In fact, only 1 out of the 23 analysts who have rated Yahoo in the last 3 months have a “sell” rating, with the rest recommending either a “buy” (12) or “hold” (10), according to analyst tracking app TipRanks.
On average, they’re expecting Yahoo stock to reach $37.62 in the next 12 months, up 8.1% from Wednesday’s closing price.
The positive ratings around Yahoo’s stock show how analysts believe the street is undervaluing Yahoo’s core business and the value that could be unlocked if Yahoo spins out the core or sells itself to another company.
“When you take out Yahoo stakes in Alibaba, Yahoo Japan, and the cash, investors are getting the core [business] for free,” SunTrust analyst Robert Peck told Business Insider.
That doesn’t mean anyone expects Yahoo’s troubled core business, which has suffered from several years of stagnant revenue growth, to rebound anytime soon. But with activist investors and bankers circling Yahoo, a turnaround in the core business might not be necessary for the asset to become more valuable.
Yahoo’s core internet business, which includes its search and email services, currently draws nearly zero value from the public market. Yahoo’s ownership in Alibaba and Yahoo Japan, and the $6.8 billion it holds in cash alone outstrips the roughly $33 billion market cap given to the company.

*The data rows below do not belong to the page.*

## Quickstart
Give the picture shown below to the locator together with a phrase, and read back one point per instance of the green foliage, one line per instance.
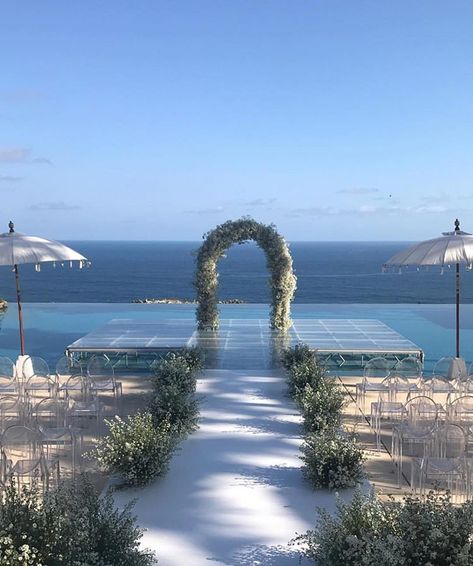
(303, 368)
(176, 371)
(174, 387)
(415, 532)
(331, 460)
(140, 447)
(299, 354)
(180, 411)
(135, 448)
(72, 526)
(321, 406)
(278, 259)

If the core business is spun out, the current Yahoo will turn into a holding company whose biggest value will come from its 15% ownership stake in Alibaba, currently worth $192 billion.
“Current share prices seem to imply zero value for the core, which we view as unfair given Verizon’s $4.4 billion acquisition of AOL last year,” Piper Jaffray analyst Gene Munster wrote in a note last month, referring to the deal size for AOL, a company that had less revenue than Yahoo. “Despite the negative environment around the company itself, we continue to believe shares have limited downside outside of a significant devaluation in Alibaba.”

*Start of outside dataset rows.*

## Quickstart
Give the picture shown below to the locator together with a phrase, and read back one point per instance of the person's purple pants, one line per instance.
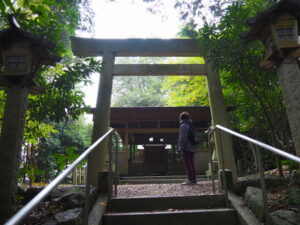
(188, 158)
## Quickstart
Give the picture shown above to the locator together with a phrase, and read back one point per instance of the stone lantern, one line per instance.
(278, 29)
(21, 55)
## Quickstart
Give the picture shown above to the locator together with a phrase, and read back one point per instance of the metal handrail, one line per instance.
(255, 143)
(261, 144)
(22, 213)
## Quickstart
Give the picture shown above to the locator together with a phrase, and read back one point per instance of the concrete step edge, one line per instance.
(173, 211)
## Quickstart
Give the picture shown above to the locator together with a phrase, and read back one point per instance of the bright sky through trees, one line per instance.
(125, 19)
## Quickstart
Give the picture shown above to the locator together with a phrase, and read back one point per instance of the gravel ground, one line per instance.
(164, 190)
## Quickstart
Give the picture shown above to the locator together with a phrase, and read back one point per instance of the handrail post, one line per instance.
(109, 171)
(116, 167)
(219, 135)
(263, 185)
(211, 160)
(87, 192)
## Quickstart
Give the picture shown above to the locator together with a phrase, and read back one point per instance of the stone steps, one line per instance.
(157, 179)
(165, 203)
(221, 216)
(177, 210)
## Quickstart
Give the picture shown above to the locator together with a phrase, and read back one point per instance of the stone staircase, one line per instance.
(178, 210)
(157, 179)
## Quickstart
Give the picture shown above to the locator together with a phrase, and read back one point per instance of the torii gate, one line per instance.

Analysts are not always right
But investors shouldn’t buy too much into analyst notes, since they’re based on their own estimates.
And if history is any indication, Yahoo stock price tend to move opposite analyst recommendations.

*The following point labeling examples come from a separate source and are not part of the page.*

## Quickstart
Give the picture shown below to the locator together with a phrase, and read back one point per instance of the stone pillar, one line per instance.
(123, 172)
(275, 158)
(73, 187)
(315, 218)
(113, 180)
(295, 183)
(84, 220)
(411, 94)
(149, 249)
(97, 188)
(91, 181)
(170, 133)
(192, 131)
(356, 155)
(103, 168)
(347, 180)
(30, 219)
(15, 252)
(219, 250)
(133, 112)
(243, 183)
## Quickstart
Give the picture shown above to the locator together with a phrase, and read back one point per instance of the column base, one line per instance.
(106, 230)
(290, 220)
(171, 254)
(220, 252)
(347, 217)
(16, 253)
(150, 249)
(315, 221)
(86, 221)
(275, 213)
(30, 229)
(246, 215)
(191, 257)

As noted by Bloomberg’s Shira Ovide, Yahoo’s stock more than doubled and had its best performance in a decade in 2013, when most analysts didn’t recommended any action. But in late 2014, as analysts started writing upbeat notes, Yahoo shares started to tumble.
Perhaps, some investors are taking note of it. According to TipRanks, hedge funds had an overall negative sentiment towards Yahoo in the fourth quarter of 2015, with a number of them reducing their holdings in Yahoo.
We’ll get a clearer picture of what to expect later this week, once the deadline to nominate new board directors pass.
Activist investor Starboard Value has indicated that it would launch a proxy battle if Yahoo doesn’t listen to its recommendations, which include the sale of its core business and change in management. Yahoo hasn’t made any of those moves yet, so it’s highly likely that Starboard will
kick off a proxy contest, in which case company shareholders will vote for directors among candidates fielded by both sides.